TMJ, which stands for temporomandibular joint, refers to the joint where your jaw connects to your skull. TMJ disorders are highly common in the United States, affecting over 10 million Americans. Generally, they involve either damage or misalignment of the temporomandibular joint, often resulting in pain, sticking, and locking of the jaws.
Causes of TMJ
The causes of TMJ generally involve damage to the joint’s cartilage, erosion of the disk within the joint, or trauma to the joint from an impact or stress. A number of this disorder’s specific causes include:
- Clenching or grinding teeth
- Trauma or injury to the head or neck
Often, the individual factors that lead to TMJ are unclear. However, the symptoms are easily identifiable.
Symptoms of TMJ
If you have TMJ disorder, you may experience some of the following symptoms:
- Pain, aching, or tenderness in your jaw, neck, ear, or shoulders
- Jaws getting stuck or locked in position
- Clicking, grating, or popping noises from the jaw joint whenever you open or close your mouth
- Fatigue or pain in the face
- Limited jaw movement
- Difficulty or discomfort when chewing
The effects of TMJ disorders can cause a great deal of pain and discomfort, especially since the joint is used so frequently.
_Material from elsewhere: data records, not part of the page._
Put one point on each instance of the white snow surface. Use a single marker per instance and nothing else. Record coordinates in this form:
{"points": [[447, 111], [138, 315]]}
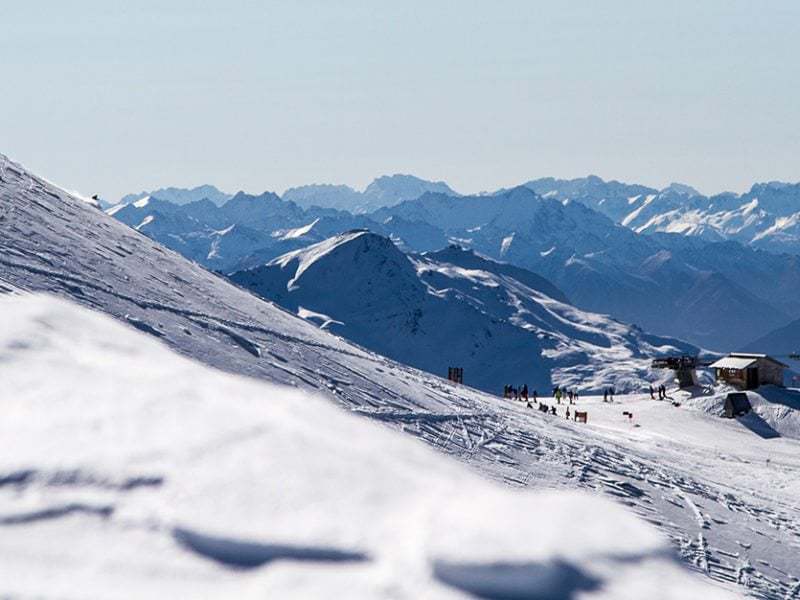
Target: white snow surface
{"points": [[130, 472], [94, 414]]}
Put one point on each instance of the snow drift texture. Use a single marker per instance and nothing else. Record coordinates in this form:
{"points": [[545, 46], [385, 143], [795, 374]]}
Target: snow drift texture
{"points": [[128, 471]]}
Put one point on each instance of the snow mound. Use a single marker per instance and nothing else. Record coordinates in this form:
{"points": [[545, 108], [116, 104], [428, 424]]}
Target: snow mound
{"points": [[142, 463], [776, 411]]}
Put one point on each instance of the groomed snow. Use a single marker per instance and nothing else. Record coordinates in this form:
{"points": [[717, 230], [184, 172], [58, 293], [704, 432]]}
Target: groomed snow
{"points": [[127, 471]]}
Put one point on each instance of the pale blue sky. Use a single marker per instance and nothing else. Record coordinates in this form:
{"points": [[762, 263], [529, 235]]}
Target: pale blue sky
{"points": [[101, 96]]}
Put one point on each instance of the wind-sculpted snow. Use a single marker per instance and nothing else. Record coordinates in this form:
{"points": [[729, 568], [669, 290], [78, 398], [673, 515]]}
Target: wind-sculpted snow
{"points": [[120, 446], [502, 324], [250, 490]]}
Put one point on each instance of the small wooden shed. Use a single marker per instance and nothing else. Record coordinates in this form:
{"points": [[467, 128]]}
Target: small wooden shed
{"points": [[736, 404], [748, 371]]}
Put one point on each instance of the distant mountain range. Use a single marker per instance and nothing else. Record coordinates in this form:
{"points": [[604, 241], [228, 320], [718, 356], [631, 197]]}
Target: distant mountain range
{"points": [[766, 217], [613, 248], [383, 191], [453, 307], [181, 195]]}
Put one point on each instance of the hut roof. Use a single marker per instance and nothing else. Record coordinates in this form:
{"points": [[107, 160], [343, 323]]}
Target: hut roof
{"points": [[734, 362]]}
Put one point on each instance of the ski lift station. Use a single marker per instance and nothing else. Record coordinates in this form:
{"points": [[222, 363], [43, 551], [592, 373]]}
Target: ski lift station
{"points": [[748, 371]]}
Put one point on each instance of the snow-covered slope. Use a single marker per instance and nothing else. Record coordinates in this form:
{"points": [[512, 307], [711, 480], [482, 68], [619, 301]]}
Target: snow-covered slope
{"points": [[610, 269], [776, 411], [180, 195], [129, 472], [387, 190], [500, 323], [657, 281], [703, 484]]}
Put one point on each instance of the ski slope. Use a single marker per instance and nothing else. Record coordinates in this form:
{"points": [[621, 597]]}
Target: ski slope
{"points": [[703, 482], [130, 472], [500, 323]]}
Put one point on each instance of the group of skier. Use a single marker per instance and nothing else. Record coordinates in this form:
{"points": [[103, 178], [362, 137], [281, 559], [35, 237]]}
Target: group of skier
{"points": [[662, 392], [520, 393], [567, 394]]}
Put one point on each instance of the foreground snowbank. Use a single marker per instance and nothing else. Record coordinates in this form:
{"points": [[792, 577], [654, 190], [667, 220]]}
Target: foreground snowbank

In spite of this, many people don’t seek treatment, and thus perpetuate or exacerbate the problem.
TMJ Treatment Options
There are a number of treatment options available for those suffering from TMJ disorder. The treatment used is determined by a thorough diagnosis of the disorder’s exact nature, which will vary from patient to patient. A dentist can provide a number of solutions, including:
- Oral appliances which are worn at night to prevent clenching and ease stress on the joint
- Dental work to correct bite and tooth alignment
- Pain medications
- Oral surgery, which is generally used as a last resort when all else fails
In addition to professional treatment, TMJ’s symptoms can be mitigated through some everyday habits, including:
- Sleep on your back, allowing the jaw to relax
- Hot or cold compresses
- Eat soft foods
- Avoid biting with the front teeth
- Practice good posture
- Use relaxation techniques
- Keep teeth apart
- Avoid stretching the jaw to extremes
In some cases, in-home treatments combined with minimally invasive dental are enough to eliminate TMJ disorders. In others, more extensive treatment may be needed, such as if the joint has been damaged through trauma.